Rachel's emaciated body immediately fueled rumors she was suffering from anorexia or bulimia, but she said her weight loss was healthy, and she did not starve herself.
"There was quite a bit of talk, 'Did she lose too much? Is she healthy?' " said Frederickson. "And absolutely, I'm 100 percent healthy and I'm so proud of my journey."
Frederickson's skeletal appearance on finale night (Feb. 5) drew alarmed gasps from trainers Jillian Michaels and Bob Harper. Harper later confessed he was "stunned" by Rachel's drastic weight loss.
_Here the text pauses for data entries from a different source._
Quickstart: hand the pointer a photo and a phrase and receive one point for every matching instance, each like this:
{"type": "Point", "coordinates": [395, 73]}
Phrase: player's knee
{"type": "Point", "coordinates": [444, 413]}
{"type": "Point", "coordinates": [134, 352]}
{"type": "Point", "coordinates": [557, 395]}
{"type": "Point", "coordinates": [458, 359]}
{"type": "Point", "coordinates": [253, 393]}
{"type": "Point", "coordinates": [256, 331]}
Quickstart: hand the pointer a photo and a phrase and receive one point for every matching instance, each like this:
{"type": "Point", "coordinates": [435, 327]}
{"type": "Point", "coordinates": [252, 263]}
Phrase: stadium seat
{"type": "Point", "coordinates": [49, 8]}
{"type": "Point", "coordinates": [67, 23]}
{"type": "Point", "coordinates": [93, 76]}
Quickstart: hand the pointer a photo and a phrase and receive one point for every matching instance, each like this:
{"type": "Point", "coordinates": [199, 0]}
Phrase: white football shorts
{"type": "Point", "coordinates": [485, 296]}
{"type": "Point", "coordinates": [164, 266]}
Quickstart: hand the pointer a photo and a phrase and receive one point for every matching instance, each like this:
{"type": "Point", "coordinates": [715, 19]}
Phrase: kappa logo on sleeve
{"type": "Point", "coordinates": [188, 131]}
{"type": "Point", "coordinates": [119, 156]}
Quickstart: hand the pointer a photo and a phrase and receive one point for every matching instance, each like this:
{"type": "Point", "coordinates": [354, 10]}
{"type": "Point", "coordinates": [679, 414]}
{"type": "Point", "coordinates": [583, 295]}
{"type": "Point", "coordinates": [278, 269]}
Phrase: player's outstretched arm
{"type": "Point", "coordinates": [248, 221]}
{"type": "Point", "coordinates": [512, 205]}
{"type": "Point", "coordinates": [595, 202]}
Jillian called her weight loss extreme and "too much."
Meanwhile, Frederickson's trainer, Dolvett Quince, author of The 3-1-2-1 Diet, said Rachel lost weight the healthy way, and asked fans not to jump to conclusions.
Frederickson has insisted all along that she did not starve herself to slim down, saying she followed a 1,600-calorie-a-day diet and worked out up to eight hours a day. The former competitive swimmer said she walked for hours every day at a treadmill desk, squeezed in daily gym workouts, and took Zumba and spinning classes.
Looking back, Frederickson understands people's concerns, but insists she was — and remains — perfectly healthy. "I'm really happy where I'm at," she said. "I've been happy at every part of my journey and I know that I'll continue on, but right now I'm happy."
Rachel's super-skinny appearance has caused outrage among "Biggest Loser" fans, who said selecting someone who looks unhealthy as the winner sends the wrong message. Show executives responded to the criticism by saying they will tweak the weight-loss competition to provide more support and check-ins for the contestants after they leave the Biggest Loser ranch.